“THEN THE BIRD TOLD HER THE WHOLE PLOT.”
“I had no notion it was so late!” she exclaimed as she entered. “Now that my part is done, I may tell you two gentlemen that the longer you sit here burning our oil and occupying our best room, the more you will be charged for it. Now, tell me if you are satisfied with my performance, and then take my advice and go to bed for the sake of your pockets. There is a good room ready for you upstairs.”
The brothers congratulated her on the way she had played her part, and went off. Nothing could have suited them better, for they meant to slip out of the house and be gone long before dawn broke.
When the girl had showed them the way, she ran downstairs to the magpie’s cage.
“Quick, quick!” she cried, “tell me everything those knaves said to each other while I was taking the stranger to the guest-chamber.”
“Oh, mistress,” exclaimed he, “we have indeed dined in evil company!”
“You have not dined at all,” she said, “and never shall if I hear not every word of their talk.”
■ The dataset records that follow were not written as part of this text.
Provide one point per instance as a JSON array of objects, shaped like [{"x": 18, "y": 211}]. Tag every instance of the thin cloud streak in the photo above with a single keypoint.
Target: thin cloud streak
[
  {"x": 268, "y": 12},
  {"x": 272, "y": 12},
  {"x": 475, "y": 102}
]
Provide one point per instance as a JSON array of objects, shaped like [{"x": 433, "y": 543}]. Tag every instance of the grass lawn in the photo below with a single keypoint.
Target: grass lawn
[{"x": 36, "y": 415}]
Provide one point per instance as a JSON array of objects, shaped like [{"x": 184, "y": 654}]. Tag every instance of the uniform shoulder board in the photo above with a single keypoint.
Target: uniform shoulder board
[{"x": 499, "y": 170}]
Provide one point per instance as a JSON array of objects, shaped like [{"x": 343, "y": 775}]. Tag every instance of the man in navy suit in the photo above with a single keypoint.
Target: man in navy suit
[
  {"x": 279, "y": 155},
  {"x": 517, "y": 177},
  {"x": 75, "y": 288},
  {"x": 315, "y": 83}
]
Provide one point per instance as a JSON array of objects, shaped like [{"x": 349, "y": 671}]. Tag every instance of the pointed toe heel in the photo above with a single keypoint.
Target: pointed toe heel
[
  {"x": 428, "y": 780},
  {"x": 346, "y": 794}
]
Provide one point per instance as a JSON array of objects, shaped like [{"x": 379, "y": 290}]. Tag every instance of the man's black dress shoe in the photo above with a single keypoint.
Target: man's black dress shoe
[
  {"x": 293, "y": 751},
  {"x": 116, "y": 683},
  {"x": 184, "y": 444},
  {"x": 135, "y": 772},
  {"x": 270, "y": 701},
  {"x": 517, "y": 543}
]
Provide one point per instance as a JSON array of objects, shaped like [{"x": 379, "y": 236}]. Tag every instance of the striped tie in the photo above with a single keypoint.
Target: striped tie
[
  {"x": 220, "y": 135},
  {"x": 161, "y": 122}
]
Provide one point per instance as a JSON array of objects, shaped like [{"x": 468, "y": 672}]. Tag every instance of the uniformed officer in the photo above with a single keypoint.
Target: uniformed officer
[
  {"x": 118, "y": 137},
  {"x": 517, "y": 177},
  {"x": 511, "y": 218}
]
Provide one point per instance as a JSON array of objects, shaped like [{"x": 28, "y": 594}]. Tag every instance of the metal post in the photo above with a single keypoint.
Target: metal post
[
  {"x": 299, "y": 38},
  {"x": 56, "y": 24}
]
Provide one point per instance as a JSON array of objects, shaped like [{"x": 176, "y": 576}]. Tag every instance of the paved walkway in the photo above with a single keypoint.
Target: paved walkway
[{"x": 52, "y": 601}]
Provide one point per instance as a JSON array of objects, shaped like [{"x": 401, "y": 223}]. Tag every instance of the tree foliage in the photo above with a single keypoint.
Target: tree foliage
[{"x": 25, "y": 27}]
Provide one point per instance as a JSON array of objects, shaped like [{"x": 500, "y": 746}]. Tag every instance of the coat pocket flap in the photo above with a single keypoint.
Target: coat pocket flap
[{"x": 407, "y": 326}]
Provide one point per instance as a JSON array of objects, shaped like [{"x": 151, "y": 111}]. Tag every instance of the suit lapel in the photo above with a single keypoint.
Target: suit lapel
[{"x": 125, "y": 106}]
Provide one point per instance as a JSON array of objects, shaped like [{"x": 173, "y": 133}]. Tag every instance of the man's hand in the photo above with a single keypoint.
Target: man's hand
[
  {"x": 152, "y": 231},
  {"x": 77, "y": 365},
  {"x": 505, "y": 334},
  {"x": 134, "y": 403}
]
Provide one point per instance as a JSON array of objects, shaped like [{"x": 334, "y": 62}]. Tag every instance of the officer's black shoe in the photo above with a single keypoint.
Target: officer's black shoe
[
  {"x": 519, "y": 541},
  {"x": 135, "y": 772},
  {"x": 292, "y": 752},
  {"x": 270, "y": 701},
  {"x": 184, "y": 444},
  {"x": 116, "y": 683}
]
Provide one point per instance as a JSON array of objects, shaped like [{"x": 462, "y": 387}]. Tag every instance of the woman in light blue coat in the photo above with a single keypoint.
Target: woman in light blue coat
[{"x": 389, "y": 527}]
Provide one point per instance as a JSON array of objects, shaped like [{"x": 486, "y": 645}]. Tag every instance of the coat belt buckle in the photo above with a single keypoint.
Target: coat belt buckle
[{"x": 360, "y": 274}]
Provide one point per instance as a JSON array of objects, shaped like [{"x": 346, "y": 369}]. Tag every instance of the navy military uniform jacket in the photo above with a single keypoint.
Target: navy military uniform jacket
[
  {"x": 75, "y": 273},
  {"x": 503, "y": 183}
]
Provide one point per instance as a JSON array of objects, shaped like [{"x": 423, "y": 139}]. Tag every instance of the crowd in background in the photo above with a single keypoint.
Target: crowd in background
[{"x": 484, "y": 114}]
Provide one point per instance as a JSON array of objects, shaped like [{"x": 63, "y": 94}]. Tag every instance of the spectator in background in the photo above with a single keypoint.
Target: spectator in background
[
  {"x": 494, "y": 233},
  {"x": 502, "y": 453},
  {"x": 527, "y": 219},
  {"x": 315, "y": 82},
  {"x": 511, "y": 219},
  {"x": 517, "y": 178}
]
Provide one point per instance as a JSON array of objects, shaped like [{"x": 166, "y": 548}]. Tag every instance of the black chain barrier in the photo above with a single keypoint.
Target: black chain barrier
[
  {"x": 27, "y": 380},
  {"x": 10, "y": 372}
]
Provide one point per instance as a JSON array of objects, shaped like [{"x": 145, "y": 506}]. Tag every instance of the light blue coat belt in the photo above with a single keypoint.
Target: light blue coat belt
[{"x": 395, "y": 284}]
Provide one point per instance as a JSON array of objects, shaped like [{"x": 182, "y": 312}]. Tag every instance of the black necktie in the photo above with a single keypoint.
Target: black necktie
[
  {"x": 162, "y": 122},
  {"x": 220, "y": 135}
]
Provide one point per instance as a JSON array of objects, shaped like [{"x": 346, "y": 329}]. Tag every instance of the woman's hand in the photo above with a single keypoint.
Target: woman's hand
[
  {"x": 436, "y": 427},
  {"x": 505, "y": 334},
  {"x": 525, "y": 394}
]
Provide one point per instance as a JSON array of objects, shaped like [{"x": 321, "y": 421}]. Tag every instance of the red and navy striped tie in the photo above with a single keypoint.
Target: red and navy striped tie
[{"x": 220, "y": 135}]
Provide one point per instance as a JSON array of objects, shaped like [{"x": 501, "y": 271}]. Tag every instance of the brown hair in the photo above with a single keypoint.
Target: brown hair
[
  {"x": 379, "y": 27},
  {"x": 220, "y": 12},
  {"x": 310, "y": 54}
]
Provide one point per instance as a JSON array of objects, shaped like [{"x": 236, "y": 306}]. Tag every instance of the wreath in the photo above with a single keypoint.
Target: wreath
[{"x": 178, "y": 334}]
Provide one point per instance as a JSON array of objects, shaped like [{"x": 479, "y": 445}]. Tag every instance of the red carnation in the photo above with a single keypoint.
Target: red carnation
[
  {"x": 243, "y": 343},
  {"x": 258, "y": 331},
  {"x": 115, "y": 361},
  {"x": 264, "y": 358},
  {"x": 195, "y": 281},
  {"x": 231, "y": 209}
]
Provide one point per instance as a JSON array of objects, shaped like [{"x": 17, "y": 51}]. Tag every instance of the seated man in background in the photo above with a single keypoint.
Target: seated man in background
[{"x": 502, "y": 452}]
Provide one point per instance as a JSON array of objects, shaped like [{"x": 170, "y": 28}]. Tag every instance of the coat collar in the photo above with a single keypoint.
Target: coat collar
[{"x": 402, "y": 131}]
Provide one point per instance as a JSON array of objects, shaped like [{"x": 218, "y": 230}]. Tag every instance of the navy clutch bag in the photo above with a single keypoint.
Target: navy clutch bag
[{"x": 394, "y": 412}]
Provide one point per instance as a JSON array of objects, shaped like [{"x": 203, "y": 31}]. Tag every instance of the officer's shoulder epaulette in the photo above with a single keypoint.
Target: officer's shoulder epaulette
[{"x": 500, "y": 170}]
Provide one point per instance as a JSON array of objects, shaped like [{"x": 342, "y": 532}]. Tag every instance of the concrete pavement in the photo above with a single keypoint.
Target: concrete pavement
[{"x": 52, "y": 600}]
Then the bird told her the whole plot, for the brothers had discussed it openly in her absence. “Besides all this,” he concluded, “they mean to run away in the night and leave the young man to pay the reckoning.”
At this the girl ran straight upstairs and locked the two brothers in; she took off her shoes and turned the key so softly that they heard nothing. Afterwards she slipped out into the yard, and, taking a harrow which lay in the outhouse, drew it under their window and turned it with the spikes uppermost, to deter them from jumping out. She then knocked at the door of the guest-chamber.